The Lord’s Prayer-No Trespassing

This is an essay I wrote about 10 years ago, when I wanted to record some memories of my childhood for my mother Margaret Barbour.  For many pleasant years, we lived in the pretty neighborhood of Mountain Drive, across Williams Street from Grace Church. I’d estimate that this took place was when I was around 10 years old.

I thought this essay would relate to the Adult Sunday School Class’s study of The Lord’s Prayer.

One of my best friends Carol and her family attended the pink Catholic Church Sacred Heart on Elm Street.  My parents were raising me in a Protestant household that adhered to the sovereignty of Scripture.  As a Catholic, Carol was not  really supposed to come to my church at the top of Mountain Drive, Grace Church.  But, sometimes I went with her to Midnight Mass on Christmas Eve at Sacred Heart.  I went with her because I was her friend, but it was also my way of whiling away the time until Christmas morning, when I could open presents.  She and her siblings were allowed to open presents on Christmas Eve!  I could not believe how unfair that was.  I came to believe that Catholics and Protestants were very different indeed philosophically.  Were Protestants called that because they weren’t allowed to open presents on Christmas Eve and Catholics were? And the Protestants protested because it wasn’t fair?  The mind of my childhood tried to make sense of the facts as they appeared to me.

Another difference I noticed between Catholics and Protestants was that when we said the Lord’s Prayer at Grace Church, we said “Forgive us our debts as we forgive our debtors.”  At Sacred Heart, the Catholics said “Forgive us our trespasses as we forgive those who trespass against us.”  To me, these sentences meant very different things, and I tried to figure out how they were applicable to either the Protestant Way or the Catholic Way.

“Forgive us our debts …” I knew that my father did not believe in having debts.  He paid in full the price of his house and his car, and everything else.  Using credit was unacceptable.

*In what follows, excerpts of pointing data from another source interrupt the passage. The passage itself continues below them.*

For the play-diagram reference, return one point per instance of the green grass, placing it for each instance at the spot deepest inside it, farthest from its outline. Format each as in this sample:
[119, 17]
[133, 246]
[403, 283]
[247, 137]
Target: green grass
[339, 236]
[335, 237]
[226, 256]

He did not have credit cards or a checking      account.  He did not loan anyone money so in that way prevented them from having debts with him. I concluded that this was because of his religious beliefs. So, that must mean that to a Protestant, debts are evil, and one must never have them or cause others to have them.  If you ever had a debt, it needed to be forgiven, because it was a sin.  If someone had a debt with us, we had to forgive it so God would forgive us.  This was in accordance with the Protestant prayer, I thought.

As for the Catholic “trespasses” version of the Lord’s Prayer, I assumed it meant that if you were Catholic, you did not like people walking across your property.  No Trespassing.  Even though Carol was one of my two best friends, I did not walk across her family’s property next door, out of respect for this part of the Catholic prayer.  To complicate matters, the family on the other side of our house was also Catholic, so I did not walk through their yard, either.  Since we lived on the corner between them, that meant that there was a very narrow place through which I could actually walk from our property to non-Catholic, trespassable land in the middle of the circle of Richard Drive.  I had to step over the place where the two corners of their land met. But, I didn’t have the heart to do it very often, afraid that I would be in violation of another Catholic family’s yard.

On the other hand, I didn’t mind walking through my other best friend Linda’s yard across the street, and on to the pretty cow pasture and brook behind her house.  Trespassing did not apply; her family was Episcopalian. I assumed that because they were Protestant, they did not mind trespassing, but didn’t like debt.  No problem for me.  I felt morally correct as I walked through their yard. If they saw me and wondered what on earth I was doing, they did not say anything about it.

Did I ever ask an adult about this?  No, I just came to my own conclusion.

Although I have since learned that the difference between the two statements in the Lord’s Prayer is just semantic – and guess what, the Episcopalians do say “Trespasses” – it still affects me in that I have a dread of making people pay me back for anything they owe me.  So, I am still trying to forgive my debtors.

This and other incidents of my misinterpretations or over-interpretations have taught me that my mind can make up stories to explain the facts as they appear to me.  My interpretations may be just that – stories, and fictional ones at that.  I have only learned this about myself in recent years. So, now I take my own stories with a few grains of salt.